|Boniface VIII and Cardinals|
In the Middle Ages, the only institution that held more sway over the common people than the nobility did was the church. As it was the ordained arbiter between God and an ignorant flock, the church not only held spiritual power, but political, as well. Kings were crowned by bishops and emperors by popes. The church also wielded what was called the double-edged sword. In effect, this idea meant that the church was a check on secular power. Excommunication was the main force of the pope's temporal power. By excommunication, the pope denied the targeted sovereign the right to rule and encouraged other kings to seize his lands.
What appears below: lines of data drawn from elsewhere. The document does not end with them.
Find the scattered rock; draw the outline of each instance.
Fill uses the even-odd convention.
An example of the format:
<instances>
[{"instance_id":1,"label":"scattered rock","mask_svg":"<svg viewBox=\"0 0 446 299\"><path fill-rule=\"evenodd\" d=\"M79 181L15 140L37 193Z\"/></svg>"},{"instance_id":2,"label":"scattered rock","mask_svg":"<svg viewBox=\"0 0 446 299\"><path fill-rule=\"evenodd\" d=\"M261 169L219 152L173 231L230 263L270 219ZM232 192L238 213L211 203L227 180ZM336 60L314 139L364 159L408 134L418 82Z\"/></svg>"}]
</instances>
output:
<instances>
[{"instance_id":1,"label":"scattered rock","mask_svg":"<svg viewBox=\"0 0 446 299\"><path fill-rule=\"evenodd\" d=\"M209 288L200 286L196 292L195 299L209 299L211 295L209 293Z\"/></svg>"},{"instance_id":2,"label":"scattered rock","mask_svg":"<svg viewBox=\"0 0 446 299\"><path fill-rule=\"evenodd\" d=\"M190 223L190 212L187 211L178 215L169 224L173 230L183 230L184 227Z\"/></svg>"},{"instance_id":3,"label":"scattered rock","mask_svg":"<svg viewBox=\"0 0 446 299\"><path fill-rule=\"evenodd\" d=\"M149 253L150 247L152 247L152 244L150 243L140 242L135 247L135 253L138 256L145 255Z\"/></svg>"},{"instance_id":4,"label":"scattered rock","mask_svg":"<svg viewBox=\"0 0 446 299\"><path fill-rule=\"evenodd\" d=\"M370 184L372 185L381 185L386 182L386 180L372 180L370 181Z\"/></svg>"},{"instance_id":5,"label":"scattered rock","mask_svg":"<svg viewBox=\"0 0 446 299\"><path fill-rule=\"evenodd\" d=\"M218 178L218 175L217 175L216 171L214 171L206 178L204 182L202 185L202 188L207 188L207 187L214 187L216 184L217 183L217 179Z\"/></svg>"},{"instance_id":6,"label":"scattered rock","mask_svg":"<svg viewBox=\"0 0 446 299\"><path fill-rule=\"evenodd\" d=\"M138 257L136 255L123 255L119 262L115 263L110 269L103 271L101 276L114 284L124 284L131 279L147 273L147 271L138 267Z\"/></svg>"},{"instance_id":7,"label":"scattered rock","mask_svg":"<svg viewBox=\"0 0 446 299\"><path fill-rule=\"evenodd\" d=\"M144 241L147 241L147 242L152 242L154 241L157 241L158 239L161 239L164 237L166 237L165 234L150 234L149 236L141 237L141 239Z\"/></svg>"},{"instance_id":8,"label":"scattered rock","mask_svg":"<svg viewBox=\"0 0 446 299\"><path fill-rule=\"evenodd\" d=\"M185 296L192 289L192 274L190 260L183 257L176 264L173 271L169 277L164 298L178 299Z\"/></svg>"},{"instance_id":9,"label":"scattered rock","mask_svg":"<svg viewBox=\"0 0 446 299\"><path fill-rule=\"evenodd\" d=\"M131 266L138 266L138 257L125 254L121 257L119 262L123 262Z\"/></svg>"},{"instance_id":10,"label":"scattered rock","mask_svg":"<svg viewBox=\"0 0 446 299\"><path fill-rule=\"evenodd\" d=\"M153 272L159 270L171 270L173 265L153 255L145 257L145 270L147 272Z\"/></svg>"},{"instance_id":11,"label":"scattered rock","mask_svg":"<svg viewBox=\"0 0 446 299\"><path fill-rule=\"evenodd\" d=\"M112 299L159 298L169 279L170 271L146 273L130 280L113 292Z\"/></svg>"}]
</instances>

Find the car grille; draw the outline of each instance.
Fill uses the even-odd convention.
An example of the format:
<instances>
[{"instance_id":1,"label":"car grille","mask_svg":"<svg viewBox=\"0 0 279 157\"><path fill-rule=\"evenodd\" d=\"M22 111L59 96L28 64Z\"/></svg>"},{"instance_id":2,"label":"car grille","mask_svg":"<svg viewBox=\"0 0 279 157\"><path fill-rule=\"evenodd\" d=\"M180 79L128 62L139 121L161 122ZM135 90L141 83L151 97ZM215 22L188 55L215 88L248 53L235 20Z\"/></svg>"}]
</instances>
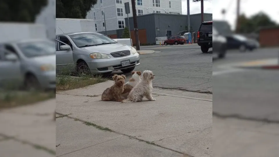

Not only were the pope and his clergy powerful, but they were also rich. Its members constituted 2% of the population, but they controlled 30% of the land and wealth. Inevitably, this led to abuse and the pursuit of clerical office merely for money. As though this were not bad enough for the lay people, worse was yet to come.
|Political split between the two Papal factions|
In 1378 two rival popes claimed the Papacy, dividing the Catholic Church in two. Both simultaneously excommunicated each other and their respective flocks. This meant that everyone in medieval Europe at this time was under excommunication from one pope or the other. While the two factions fought it out for 39 years, the common people were left to doubt and worry. They were uncertain that their child could really be baptized by an excommunicated clergy, or that last rites and burial would save them from eternal damnation. In this way the church lost the faith of the French people. Although the schism was healed in 1417 and the church was able to regain some sense of legitimacy, deep currents of discontent were brewing that would come to a head in the late 18th century.